Нет. Получается, что не все осознают контекст событий и механически сопоставляют первые пришедшие на ум цифры. А ведь логическую цепочку можно продолжить и дальше (некоторые так, кстати, и делают) — больше всего смертей в (развитом) мире происходят из-за автомобильных аварий, курения и потребления сахара. Так что смерть, причинённая раком лёгких или диабетом второго типа, имеет меньшее значение, чем от осколков «Града» или пули террориста?

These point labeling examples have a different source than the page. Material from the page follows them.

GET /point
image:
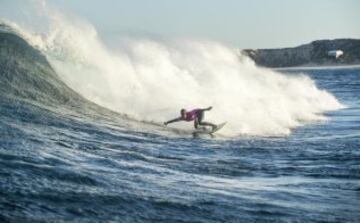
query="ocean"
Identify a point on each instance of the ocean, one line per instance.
(80, 143)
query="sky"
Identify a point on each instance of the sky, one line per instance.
(239, 23)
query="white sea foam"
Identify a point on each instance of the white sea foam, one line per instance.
(152, 80)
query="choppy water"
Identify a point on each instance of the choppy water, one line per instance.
(60, 162)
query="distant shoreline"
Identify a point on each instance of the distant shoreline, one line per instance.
(317, 67)
(315, 54)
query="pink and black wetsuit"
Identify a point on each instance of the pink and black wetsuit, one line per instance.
(192, 115)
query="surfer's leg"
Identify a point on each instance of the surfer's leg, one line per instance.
(200, 119)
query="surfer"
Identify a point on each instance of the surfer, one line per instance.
(196, 115)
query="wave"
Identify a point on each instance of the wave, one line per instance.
(151, 80)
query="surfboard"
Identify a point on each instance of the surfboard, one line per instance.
(210, 131)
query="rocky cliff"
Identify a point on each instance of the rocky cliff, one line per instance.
(312, 54)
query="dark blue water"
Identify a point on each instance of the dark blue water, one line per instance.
(60, 162)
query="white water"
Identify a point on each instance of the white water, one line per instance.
(152, 80)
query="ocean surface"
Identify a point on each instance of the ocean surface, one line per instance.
(63, 158)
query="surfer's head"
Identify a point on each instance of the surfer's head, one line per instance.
(183, 112)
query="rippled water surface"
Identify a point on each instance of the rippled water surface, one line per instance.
(59, 166)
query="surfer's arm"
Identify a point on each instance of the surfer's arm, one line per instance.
(206, 109)
(173, 120)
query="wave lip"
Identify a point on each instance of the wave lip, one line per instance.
(151, 80)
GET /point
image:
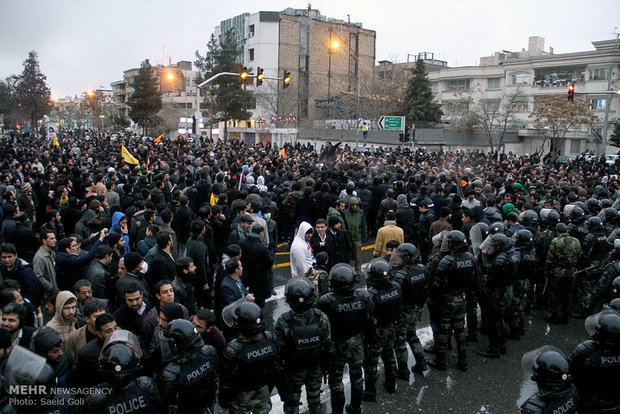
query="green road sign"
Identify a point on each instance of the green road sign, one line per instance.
(392, 123)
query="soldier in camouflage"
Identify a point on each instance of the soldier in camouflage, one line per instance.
(350, 314)
(455, 273)
(549, 218)
(527, 264)
(306, 347)
(500, 267)
(414, 281)
(387, 299)
(595, 249)
(561, 265)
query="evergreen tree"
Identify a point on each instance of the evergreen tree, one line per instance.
(145, 101)
(32, 92)
(230, 100)
(418, 105)
(614, 139)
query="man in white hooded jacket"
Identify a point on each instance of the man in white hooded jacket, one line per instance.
(302, 258)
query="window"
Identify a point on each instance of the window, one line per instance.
(520, 107)
(521, 79)
(491, 106)
(493, 83)
(459, 85)
(600, 73)
(598, 104)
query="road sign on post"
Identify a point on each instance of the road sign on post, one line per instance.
(392, 123)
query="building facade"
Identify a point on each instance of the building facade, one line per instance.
(301, 41)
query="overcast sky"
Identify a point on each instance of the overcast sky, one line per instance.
(85, 44)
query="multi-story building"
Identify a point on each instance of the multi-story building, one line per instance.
(176, 84)
(525, 77)
(326, 58)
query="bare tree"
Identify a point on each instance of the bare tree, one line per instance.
(494, 116)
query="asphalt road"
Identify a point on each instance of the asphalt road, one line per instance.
(490, 386)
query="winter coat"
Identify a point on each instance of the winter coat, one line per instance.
(63, 327)
(302, 258)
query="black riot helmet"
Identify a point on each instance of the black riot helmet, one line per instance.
(408, 252)
(548, 367)
(610, 215)
(614, 305)
(497, 228)
(378, 271)
(119, 359)
(595, 223)
(604, 327)
(523, 238)
(457, 240)
(182, 336)
(249, 318)
(300, 294)
(577, 215)
(615, 287)
(342, 279)
(529, 219)
(496, 243)
(593, 205)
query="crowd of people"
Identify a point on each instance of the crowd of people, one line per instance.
(148, 281)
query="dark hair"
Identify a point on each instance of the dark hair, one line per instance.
(207, 316)
(93, 305)
(232, 264)
(162, 239)
(82, 283)
(166, 216)
(103, 319)
(45, 234)
(8, 248)
(103, 251)
(132, 287)
(18, 309)
(7, 296)
(197, 226)
(233, 250)
(161, 283)
(65, 244)
(182, 263)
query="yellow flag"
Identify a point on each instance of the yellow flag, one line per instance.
(127, 157)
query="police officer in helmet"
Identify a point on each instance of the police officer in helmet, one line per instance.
(548, 367)
(350, 313)
(455, 273)
(250, 363)
(189, 381)
(306, 347)
(120, 364)
(595, 364)
(415, 282)
(387, 300)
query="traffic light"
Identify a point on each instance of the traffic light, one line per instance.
(406, 136)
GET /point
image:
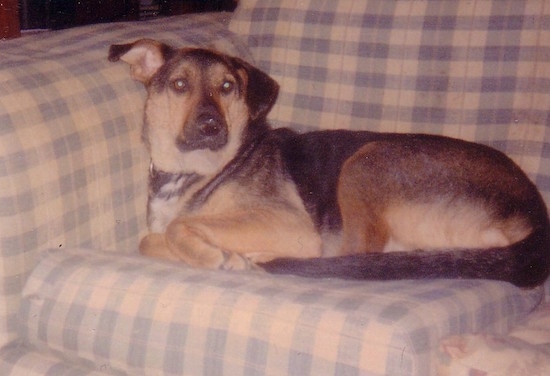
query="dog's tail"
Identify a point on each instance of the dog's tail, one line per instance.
(525, 264)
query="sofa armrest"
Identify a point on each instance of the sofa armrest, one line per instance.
(135, 316)
(73, 169)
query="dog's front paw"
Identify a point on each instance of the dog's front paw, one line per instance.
(235, 261)
(154, 245)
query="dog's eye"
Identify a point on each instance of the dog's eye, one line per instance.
(227, 87)
(180, 85)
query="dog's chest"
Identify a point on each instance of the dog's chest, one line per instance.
(168, 194)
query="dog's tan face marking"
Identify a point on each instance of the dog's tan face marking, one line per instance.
(195, 114)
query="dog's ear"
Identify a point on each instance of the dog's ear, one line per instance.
(145, 57)
(261, 90)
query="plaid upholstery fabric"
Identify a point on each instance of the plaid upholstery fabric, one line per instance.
(128, 315)
(72, 168)
(477, 70)
(72, 174)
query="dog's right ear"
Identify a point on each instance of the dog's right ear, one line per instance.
(145, 57)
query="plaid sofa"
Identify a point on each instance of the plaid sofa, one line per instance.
(75, 299)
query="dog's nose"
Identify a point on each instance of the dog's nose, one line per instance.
(209, 126)
(208, 130)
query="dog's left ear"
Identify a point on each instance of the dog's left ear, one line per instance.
(261, 90)
(145, 57)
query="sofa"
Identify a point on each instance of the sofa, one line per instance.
(76, 298)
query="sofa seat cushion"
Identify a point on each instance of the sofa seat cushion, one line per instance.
(133, 315)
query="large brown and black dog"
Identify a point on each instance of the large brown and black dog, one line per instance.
(228, 191)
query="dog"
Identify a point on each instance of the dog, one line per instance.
(228, 191)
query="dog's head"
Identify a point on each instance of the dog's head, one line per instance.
(200, 103)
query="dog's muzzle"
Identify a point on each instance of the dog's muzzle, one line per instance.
(208, 130)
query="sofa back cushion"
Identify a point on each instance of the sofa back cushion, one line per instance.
(73, 170)
(476, 70)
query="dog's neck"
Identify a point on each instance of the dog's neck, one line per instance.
(162, 183)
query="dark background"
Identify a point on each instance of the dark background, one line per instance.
(59, 14)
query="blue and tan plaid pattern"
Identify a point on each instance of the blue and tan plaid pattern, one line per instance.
(72, 178)
(128, 315)
(478, 70)
(72, 167)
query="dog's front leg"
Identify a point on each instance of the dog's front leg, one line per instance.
(236, 241)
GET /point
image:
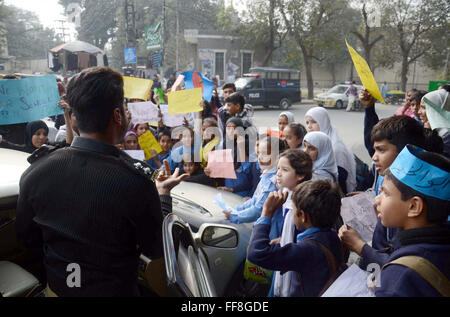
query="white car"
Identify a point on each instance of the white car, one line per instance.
(336, 97)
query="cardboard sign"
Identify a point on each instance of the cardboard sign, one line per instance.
(365, 74)
(148, 143)
(28, 99)
(221, 164)
(185, 101)
(137, 88)
(143, 112)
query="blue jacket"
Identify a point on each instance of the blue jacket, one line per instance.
(251, 210)
(242, 186)
(432, 244)
(306, 258)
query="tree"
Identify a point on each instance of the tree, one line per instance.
(412, 24)
(306, 21)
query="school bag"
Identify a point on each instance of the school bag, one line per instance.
(427, 270)
(336, 269)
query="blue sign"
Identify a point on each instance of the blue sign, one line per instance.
(130, 55)
(28, 99)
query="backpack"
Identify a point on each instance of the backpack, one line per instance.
(427, 270)
(364, 178)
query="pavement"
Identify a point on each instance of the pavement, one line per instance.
(350, 125)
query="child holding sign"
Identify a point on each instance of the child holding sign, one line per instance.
(419, 268)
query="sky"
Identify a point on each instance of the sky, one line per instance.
(48, 12)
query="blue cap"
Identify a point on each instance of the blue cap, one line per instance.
(420, 175)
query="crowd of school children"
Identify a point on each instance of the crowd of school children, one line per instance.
(293, 181)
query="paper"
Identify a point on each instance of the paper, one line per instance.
(185, 101)
(439, 118)
(177, 83)
(143, 112)
(29, 99)
(148, 143)
(137, 88)
(171, 121)
(365, 74)
(351, 283)
(160, 93)
(358, 212)
(221, 164)
(137, 155)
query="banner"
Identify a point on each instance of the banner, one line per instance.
(185, 101)
(153, 37)
(143, 112)
(28, 99)
(365, 74)
(137, 88)
(197, 80)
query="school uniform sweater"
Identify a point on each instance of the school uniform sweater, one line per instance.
(432, 244)
(251, 210)
(305, 258)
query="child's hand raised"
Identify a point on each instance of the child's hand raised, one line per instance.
(274, 202)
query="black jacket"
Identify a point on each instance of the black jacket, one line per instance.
(90, 204)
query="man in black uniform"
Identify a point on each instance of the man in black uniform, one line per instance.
(91, 204)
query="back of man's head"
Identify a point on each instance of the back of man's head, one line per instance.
(400, 131)
(93, 95)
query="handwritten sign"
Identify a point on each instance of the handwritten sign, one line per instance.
(365, 74)
(137, 88)
(29, 99)
(143, 112)
(358, 212)
(185, 101)
(137, 155)
(148, 143)
(171, 121)
(160, 93)
(221, 164)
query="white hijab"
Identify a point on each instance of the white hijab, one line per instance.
(344, 156)
(289, 115)
(325, 165)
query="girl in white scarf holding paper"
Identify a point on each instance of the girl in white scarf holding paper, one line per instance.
(317, 119)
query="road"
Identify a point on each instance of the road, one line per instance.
(350, 126)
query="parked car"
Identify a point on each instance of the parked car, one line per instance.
(336, 97)
(16, 263)
(194, 207)
(271, 87)
(194, 211)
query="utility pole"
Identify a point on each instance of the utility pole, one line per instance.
(130, 20)
(63, 30)
(178, 35)
(163, 39)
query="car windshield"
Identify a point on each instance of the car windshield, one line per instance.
(338, 90)
(242, 82)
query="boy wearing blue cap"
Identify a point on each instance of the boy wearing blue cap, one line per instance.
(415, 197)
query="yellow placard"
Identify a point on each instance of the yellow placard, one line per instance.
(185, 101)
(137, 88)
(365, 74)
(148, 143)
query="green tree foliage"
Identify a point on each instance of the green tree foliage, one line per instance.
(27, 38)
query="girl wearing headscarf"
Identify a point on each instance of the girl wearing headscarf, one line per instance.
(284, 120)
(317, 119)
(36, 135)
(318, 146)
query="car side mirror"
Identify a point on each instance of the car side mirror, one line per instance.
(219, 236)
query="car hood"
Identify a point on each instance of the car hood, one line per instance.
(12, 166)
(204, 196)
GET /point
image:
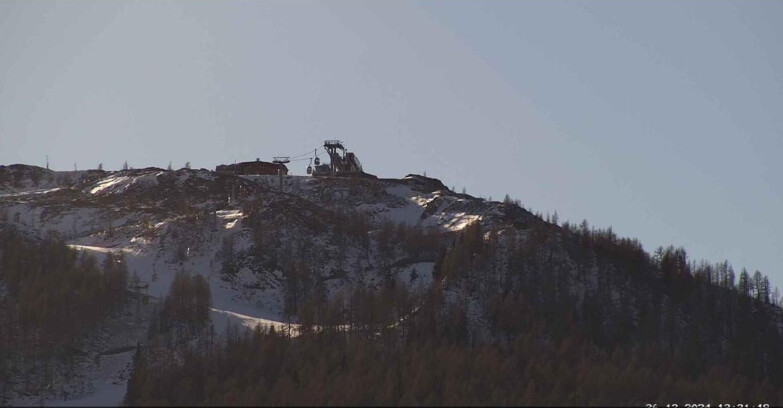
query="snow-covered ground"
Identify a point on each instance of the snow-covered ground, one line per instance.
(99, 216)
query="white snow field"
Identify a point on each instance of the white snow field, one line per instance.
(137, 213)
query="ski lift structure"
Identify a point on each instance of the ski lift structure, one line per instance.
(341, 161)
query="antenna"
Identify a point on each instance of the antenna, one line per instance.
(280, 160)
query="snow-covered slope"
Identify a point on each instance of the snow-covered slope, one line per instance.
(238, 231)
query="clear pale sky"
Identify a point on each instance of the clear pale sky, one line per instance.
(662, 119)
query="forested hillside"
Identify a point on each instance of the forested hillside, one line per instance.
(545, 314)
(52, 297)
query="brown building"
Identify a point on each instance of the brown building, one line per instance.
(251, 168)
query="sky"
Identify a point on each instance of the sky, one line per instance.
(660, 119)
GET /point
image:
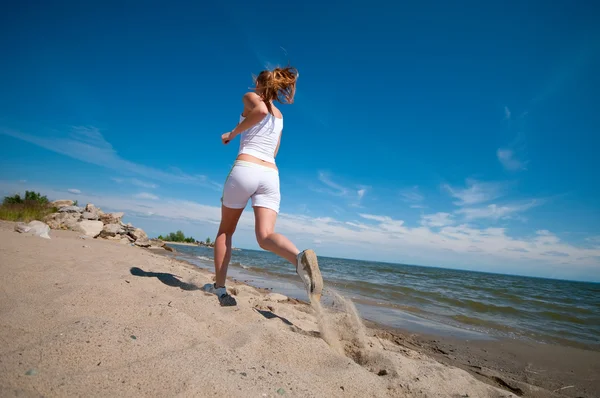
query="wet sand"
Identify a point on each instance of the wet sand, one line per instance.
(98, 318)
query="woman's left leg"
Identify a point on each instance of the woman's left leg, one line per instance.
(305, 262)
(267, 239)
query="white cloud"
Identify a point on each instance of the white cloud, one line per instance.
(412, 195)
(437, 220)
(361, 193)
(334, 188)
(495, 212)
(145, 195)
(476, 192)
(378, 237)
(509, 160)
(88, 145)
(136, 182)
(354, 195)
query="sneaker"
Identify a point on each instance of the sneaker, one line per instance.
(307, 268)
(221, 292)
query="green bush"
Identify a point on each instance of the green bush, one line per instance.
(33, 206)
(177, 237)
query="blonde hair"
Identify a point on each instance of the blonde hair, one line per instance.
(277, 84)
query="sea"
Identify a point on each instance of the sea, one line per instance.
(435, 301)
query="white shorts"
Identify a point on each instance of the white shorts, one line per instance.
(250, 180)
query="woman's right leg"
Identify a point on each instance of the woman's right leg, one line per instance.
(223, 242)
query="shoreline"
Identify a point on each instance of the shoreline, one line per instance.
(510, 364)
(103, 310)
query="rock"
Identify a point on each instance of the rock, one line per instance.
(70, 209)
(89, 216)
(90, 228)
(61, 203)
(35, 227)
(157, 242)
(111, 218)
(111, 230)
(91, 208)
(22, 228)
(276, 297)
(63, 220)
(138, 233)
(142, 242)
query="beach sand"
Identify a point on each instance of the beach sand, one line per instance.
(98, 318)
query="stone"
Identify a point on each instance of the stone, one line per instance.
(142, 242)
(35, 227)
(90, 228)
(89, 216)
(22, 228)
(70, 209)
(157, 243)
(63, 220)
(111, 218)
(276, 297)
(111, 230)
(61, 203)
(91, 208)
(138, 233)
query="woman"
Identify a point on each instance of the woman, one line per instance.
(255, 175)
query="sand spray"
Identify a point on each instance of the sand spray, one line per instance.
(344, 331)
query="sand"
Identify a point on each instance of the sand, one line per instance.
(87, 317)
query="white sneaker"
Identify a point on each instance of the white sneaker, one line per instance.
(221, 292)
(307, 267)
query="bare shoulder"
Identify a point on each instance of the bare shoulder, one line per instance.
(251, 97)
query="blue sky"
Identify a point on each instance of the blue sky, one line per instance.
(426, 133)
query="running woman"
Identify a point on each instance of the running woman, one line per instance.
(255, 176)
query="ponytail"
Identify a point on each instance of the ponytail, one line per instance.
(278, 84)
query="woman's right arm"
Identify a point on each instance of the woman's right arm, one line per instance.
(258, 111)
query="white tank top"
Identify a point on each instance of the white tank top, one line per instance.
(261, 139)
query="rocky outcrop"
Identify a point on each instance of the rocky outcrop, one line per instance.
(90, 228)
(93, 222)
(35, 227)
(138, 233)
(64, 220)
(111, 230)
(61, 203)
(70, 209)
(111, 218)
(157, 243)
(143, 242)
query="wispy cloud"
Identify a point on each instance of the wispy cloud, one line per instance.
(135, 181)
(412, 195)
(476, 192)
(145, 195)
(354, 195)
(509, 160)
(87, 144)
(376, 233)
(437, 220)
(495, 212)
(333, 188)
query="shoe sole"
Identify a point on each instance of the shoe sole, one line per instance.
(311, 265)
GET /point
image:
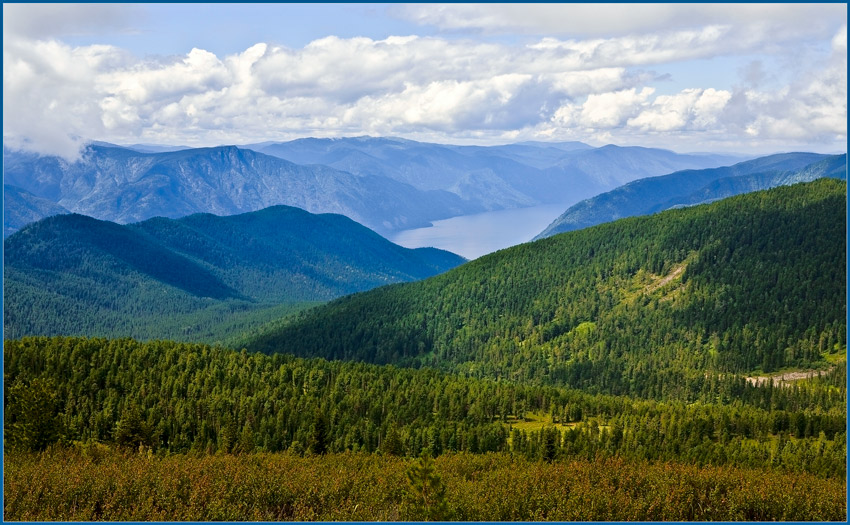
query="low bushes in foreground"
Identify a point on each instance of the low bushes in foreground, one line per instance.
(97, 483)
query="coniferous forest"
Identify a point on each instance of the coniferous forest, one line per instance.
(629, 371)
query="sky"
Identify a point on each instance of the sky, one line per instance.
(735, 78)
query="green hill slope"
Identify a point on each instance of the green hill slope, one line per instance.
(654, 194)
(643, 306)
(196, 278)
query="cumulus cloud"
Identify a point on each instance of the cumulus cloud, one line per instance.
(608, 20)
(57, 96)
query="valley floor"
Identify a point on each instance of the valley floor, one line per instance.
(97, 483)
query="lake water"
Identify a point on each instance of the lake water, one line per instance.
(475, 235)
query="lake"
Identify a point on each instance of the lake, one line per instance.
(475, 235)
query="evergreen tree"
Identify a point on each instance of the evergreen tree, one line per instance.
(425, 492)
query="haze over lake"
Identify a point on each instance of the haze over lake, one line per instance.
(475, 235)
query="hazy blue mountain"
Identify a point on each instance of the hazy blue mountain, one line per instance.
(21, 207)
(494, 177)
(689, 187)
(123, 185)
(72, 274)
(622, 307)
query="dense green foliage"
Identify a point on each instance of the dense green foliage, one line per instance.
(177, 397)
(199, 278)
(643, 306)
(654, 194)
(65, 485)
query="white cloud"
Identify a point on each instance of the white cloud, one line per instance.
(55, 95)
(46, 21)
(607, 20)
(690, 109)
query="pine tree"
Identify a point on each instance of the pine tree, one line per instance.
(426, 494)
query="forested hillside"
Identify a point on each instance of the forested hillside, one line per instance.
(684, 188)
(201, 277)
(642, 306)
(178, 398)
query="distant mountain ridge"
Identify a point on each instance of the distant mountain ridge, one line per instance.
(649, 306)
(387, 184)
(691, 187)
(125, 186)
(523, 174)
(21, 207)
(165, 278)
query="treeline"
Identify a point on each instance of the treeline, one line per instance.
(650, 307)
(113, 486)
(173, 279)
(183, 398)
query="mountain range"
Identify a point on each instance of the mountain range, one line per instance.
(647, 306)
(385, 184)
(689, 187)
(194, 277)
(124, 186)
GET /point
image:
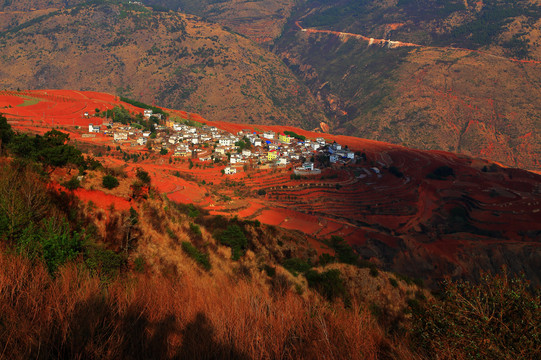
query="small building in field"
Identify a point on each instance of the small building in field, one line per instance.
(120, 136)
(272, 155)
(286, 139)
(93, 128)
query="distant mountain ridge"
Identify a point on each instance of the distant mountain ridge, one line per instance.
(432, 97)
(176, 60)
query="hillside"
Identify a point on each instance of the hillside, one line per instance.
(176, 60)
(115, 249)
(261, 21)
(436, 93)
(427, 214)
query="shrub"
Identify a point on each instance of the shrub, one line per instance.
(195, 229)
(325, 259)
(296, 265)
(344, 252)
(109, 182)
(233, 237)
(498, 318)
(394, 170)
(54, 243)
(328, 283)
(103, 262)
(72, 183)
(441, 173)
(139, 264)
(143, 176)
(200, 257)
(270, 270)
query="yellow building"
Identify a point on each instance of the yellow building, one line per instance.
(272, 155)
(286, 139)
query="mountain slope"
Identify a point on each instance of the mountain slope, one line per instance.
(436, 94)
(427, 214)
(261, 21)
(177, 60)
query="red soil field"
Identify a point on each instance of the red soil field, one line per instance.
(385, 214)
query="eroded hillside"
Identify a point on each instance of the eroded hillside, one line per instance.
(176, 60)
(439, 94)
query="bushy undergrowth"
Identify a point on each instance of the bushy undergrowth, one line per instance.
(200, 257)
(498, 318)
(234, 237)
(141, 317)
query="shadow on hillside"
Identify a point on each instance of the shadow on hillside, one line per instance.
(97, 329)
(199, 343)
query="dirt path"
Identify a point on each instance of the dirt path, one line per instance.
(395, 44)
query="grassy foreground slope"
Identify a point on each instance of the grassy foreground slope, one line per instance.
(158, 279)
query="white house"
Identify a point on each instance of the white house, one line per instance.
(93, 129)
(141, 141)
(246, 152)
(225, 142)
(119, 136)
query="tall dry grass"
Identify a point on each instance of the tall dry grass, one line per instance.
(152, 316)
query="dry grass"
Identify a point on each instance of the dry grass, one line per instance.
(152, 316)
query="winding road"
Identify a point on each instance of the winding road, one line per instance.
(395, 44)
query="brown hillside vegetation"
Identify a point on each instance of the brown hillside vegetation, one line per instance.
(407, 218)
(470, 83)
(166, 57)
(90, 268)
(428, 98)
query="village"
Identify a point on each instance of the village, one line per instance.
(208, 144)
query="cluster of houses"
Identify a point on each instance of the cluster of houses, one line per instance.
(210, 144)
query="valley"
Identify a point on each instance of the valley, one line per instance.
(398, 207)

Да. Всякая жизнь, во всяком случае, в идеале, одинаково ценна и значима. Смерть, с другой стороны, имеет определенное значение в определенном контексте. Скажем, миллиарды людей совершенно искренне оплакивали гибель принцессы Дианы, которая… черт его знает, чем она была знаменита, кроме того, что одно время была замужем за принцем Чарльзом. Крушения пассажирских самолетов всегда привлекают особое внимание, тем более, когда их сбивают «Буками» или взрывают в воздухе, несмотря на то, что, статистически, авиатранспорт гораздо безопаснее повседневных автомобилей. Еще меньше вероятность стать жертвой террористической акции. Но именно статистическая маловероятность события подчеркивает его значение, когда оно происходит.

Если мы сравниваем просто цифры, то справедливости ради нам придется сравнивать не только два произвольно выбранных нами же числа, но и все остальные, которые можно подогнать под разряд, в данном случае, погибших в определенных обстоятельствах. Что это даст? Абсолютно ничего. Вне контекста числа бессмысленны.

Контекст парижских атак выходит из множества причин, но видимая суть его в демонстративном насилии по отношению к неоспоримо гражданским лицам в местах общественного досуга. И предыдущий теракт против «Шарли Ебдо» произошел на рабочем месте погибших, за ними по отдельности не охотились. Идея таких действий — общий символизм подобного рода насилия, своего рода флаг, водруженный на крепостной башне. Количество жертв тут не имеет значение, — хотя для террористов чем больше, тем лучше, — важно их наличие в символическом контексте. Во Франции в то же время сошел с рельс поезд, сразу же после 11 сентября 2001 года на Нью-Йорк рухнул еще один самолет, но эти события не стали символическими в сознании миллионов. В США чуть ли не каждый день происходит массовое (4 и больше жертвы) убийство, в некоторых районах Чикаго смертность от вооруженного насилия превышает Ирак, но взрыва эмоций это не вызывает и в самой Америке. Потому что это не символ противостояния определённых взглядов на жизнь, не флаг на высоте, который можно и нужно заменить другим флагом, другим символом, а симптом определенной социальной болезни, в которую просто так знамя не воткнёшь.

То, что произошло и до сих пор происходит в зоне АТО и Крыму, тоже симптом болезни. Как и конфликты между Израилем и палестинцами, североамериканскими индейцами и государствами США и Канады, тамилами и сингалами Шри-Ланки, и множество других подобных проблем по миру. Украина тут не исключение. Тут продолжается лет 25, а может и 100, внутренний, я подчеркиваю — внутренний социально-политический конфликт между несколькими социально-политическими и экономическими группами, который после долгого процесса нагнетания напряженности по многим социальным, историческим, экономическим и политическим причинам взорвался сначала как Евромайдан и Революция достоинства, а затем как контрреволюция в Крыму и на Донбассе. Да, не без помощи евразийского братства Путина с Дугиным, но делать вид, что без Гиркиных и Бабаев в Украине все бы шло как по маслу, наивно.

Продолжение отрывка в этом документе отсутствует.